Arrowroot is a starchy root vegetable similar to yam, cassava, sweet potato, and taro. It is a white, flavorless powder most often used to thicken sauces, soups, and other foods like fruit pie fillings. It is comprised of starches extracted from various tropical tubers, including Maranta arundinacea, the arrowroot plant.
Use arrowroot powder like you would cornstarch. It has twice the thickening power of wheat flour. Known as arrowroot starch or flour, it is made from tropical plant roots that are dried and ground. Arrowroot does not turn food cloudy or change the color. Arrowroot will also stay intact when mixed with acidic ingredients. For these reasons, it is often favored as a thickener for jellies and fruit fillings.
Arrowroot has a neutral flavor and adds a glossy finish to foods. Arrowroot is gluten-free, vegan, and paleo-friendly, and also has a very long shelf life.
Arrowroot has been used for its medicinal properties. Most of its potential health benefits are linked to its starch content and composition.
Like many starches, it’s high in carbs but offers various nutrients. A 1-cup serving of sliced, raw arrowroot contains the following:
- Calories: 78
- Carbs: 16 grams
- Fiber: 2 grams
- Protein: 5 grams
- Fat: 0 grams
- Folate: 102% of the Daily Value (DV)
- Phosphorus: 17% of the DV
- Iron: 15% of the DV
- Potassium: 11% of the DV
Arrowroot has a higher protein content than other tubers at 5 grams per 1 cup, compared with 2.3 grams in the same amount of yam.
Additionally, it provides over 100% of the DV for folate (vitamin B9), which is essential for development during pregnancy and DNA formation. Low levels of this vitamin are associated with an increased risk of birth defects and chronic diseases like cancer.
Arrowroot powder is 32% resistant starch, which your body cannot digest. It forms a viscous gel when mixed with water and behaves like soluble fiber in your gut. Foods high in fiber and resistant starch slow your rate of digestion, giving you a prolonged feeling of fullness.
Arrowroot’s resistant starch content may stimulate your immune system. It is a potential source of prebiotics, which are a type of fiber that feeds your gut bacteria. Beneficial gut bacteria may boost your immune health, as they produce multiple vitamins and absorb key minerals that your immune system needs to function properly.
Arrowroot provides a natural source to prevent heart problems. Potassium is a vasodilator. And it functions to relieve tension in your arteries and blood vessels.

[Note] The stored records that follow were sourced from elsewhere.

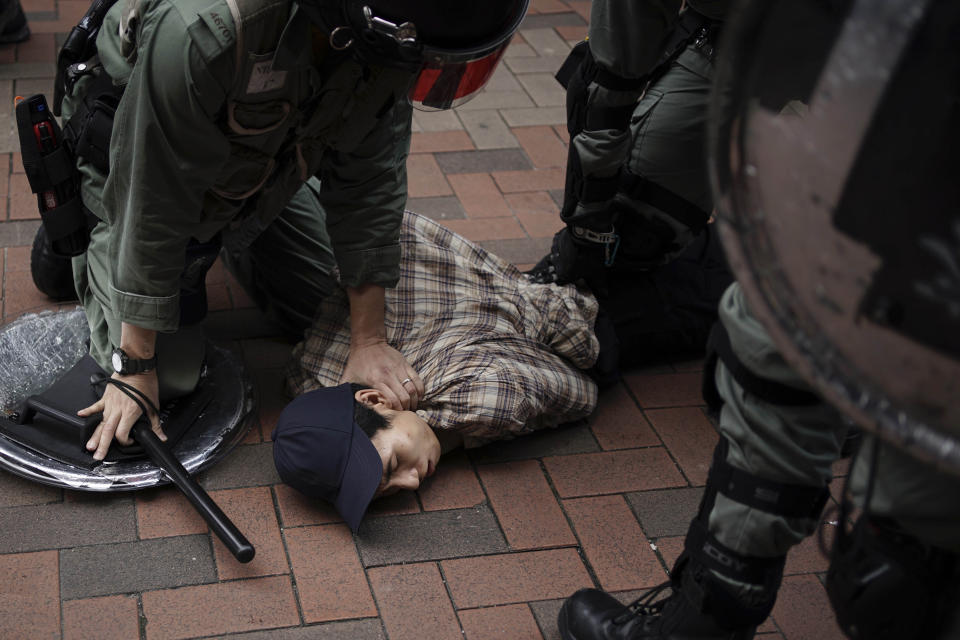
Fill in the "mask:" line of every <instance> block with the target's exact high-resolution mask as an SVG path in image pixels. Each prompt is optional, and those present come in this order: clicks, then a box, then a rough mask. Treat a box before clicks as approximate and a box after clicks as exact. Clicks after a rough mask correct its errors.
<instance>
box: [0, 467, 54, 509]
mask: <svg viewBox="0 0 960 640" xmlns="http://www.w3.org/2000/svg"><path fill="white" fill-rule="evenodd" d="M62 500H63V490H62V489H58V488H56V487H50V486H47V485H45V484H40V483H39V482H31V481H30V480H27V479H25V478H20V477H19V476H15V475H13V474H12V473H7V472H6V471H0V507H21V506H25V505H31V504H32V505H39V504H49V503H51V502H60V501H62Z"/></svg>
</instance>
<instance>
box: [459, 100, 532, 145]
mask: <svg viewBox="0 0 960 640" xmlns="http://www.w3.org/2000/svg"><path fill="white" fill-rule="evenodd" d="M457 115H458V117H459V118H460V120H461V122H463V126H464V127H465V128H466V130H467V133H469V134H470V138H471V139H472V140H473V144H474V145H475V146H476V147H477V149H510V148H514V147H519V146H520V142H519V141H518V140H517V139H516V137H514V135H513V134H512V133H511V132H510V127H508V126H507V125H506V123H505V122H504V121H503V119H502V118H501V117H500V113H499V112H498V111H497V110H496V109H483V110H480V111H461V112H459V113H458V114H457Z"/></svg>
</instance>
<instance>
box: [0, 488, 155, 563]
mask: <svg viewBox="0 0 960 640" xmlns="http://www.w3.org/2000/svg"><path fill="white" fill-rule="evenodd" d="M136 537H137V524H136V514H135V512H134V505H133V498H132V496H130V495H123V496H117V495H103V494H91V495H83V494H79V496H77V495H75V496H74V497H73V498H72V499H71V500H70V501H69V502H56V503H53V504H46V505H39V506H25V507H9V508H6V509H2V510H0V553H20V552H23V551H39V550H41V549H65V548H67V547H73V546H77V545H89V544H105V543H110V542H125V541H127V540H135V539H136Z"/></svg>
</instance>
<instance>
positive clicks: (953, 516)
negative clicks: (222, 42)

As in other roots and tubers, arrowroot too is free from gluten. Gluten-free starch is used in special food preparations for celiac disease patients.
According to US National Library of Medicine National Institutes of Health, being a low-glycemic index foods, arrowroot conumption in fact help in better regulation of blood glucose levels in diabetes patients.
How to Buy
Arrowroot powder can be found in most grocery stores and co-ops. It can usually be found near flour, grains, or baking supplies, or in the gluten-free specialty section in the market.
Some lower quality arrowroot powder blends may contain potato starch, so be sure to read ingredient lists carefully.
How to Store
Keep arrowroot in an airtight container and store in a cool, dry place. When stored properly, arrowroot powder will last three to four years.
How to Cook
Arrowroot is excellent for thickening soups, sauces, and gravies, and can be used as a substitute for cornstarch. It is added at the end of cooking time since extended heat can cause the arrowroot to break down, resulting in a thin sauce. This powder is also incorporated into desserts and jellies and is used to coat tofu to create a crispy finish when pan-frying.
Arrowroot starch is odorless and has a neutral flavor and therefore can’t be detected in the recipes.
You can eat it raw, roasted, boiled or stewed without losing the potency and nutrients. Here are a few quick serving tips:
- Prepare crunchy fries by dipping potatoes in salt pepper and arrowroot powder and then fry them
- It can be substituted for eggs as a binder
- Use it as a food thickener for better consistency
- Mix this flour to give better shapes to pastries, biscuits, and cookies
Arrowroot stands up to freezing, whereas mixtures thickened with cornstarch tend to break down after freezing and thawing.
If you cannot find any arrowroot powder, there are other ingredients to use as a substitute. Instant tapioca is the best option as it also holds up well when frozen and offers a glossy sheen to foods. Just keep in mind that tapioca doesn’t dissolve fully when cooked, so grinding it to a powder before using. You can also use cornstarch in place of arrowroot, but it will not work well in acidic recipes or dishes that will be frozen; cornstarch will also result in a cloudy instead of a shiny finish.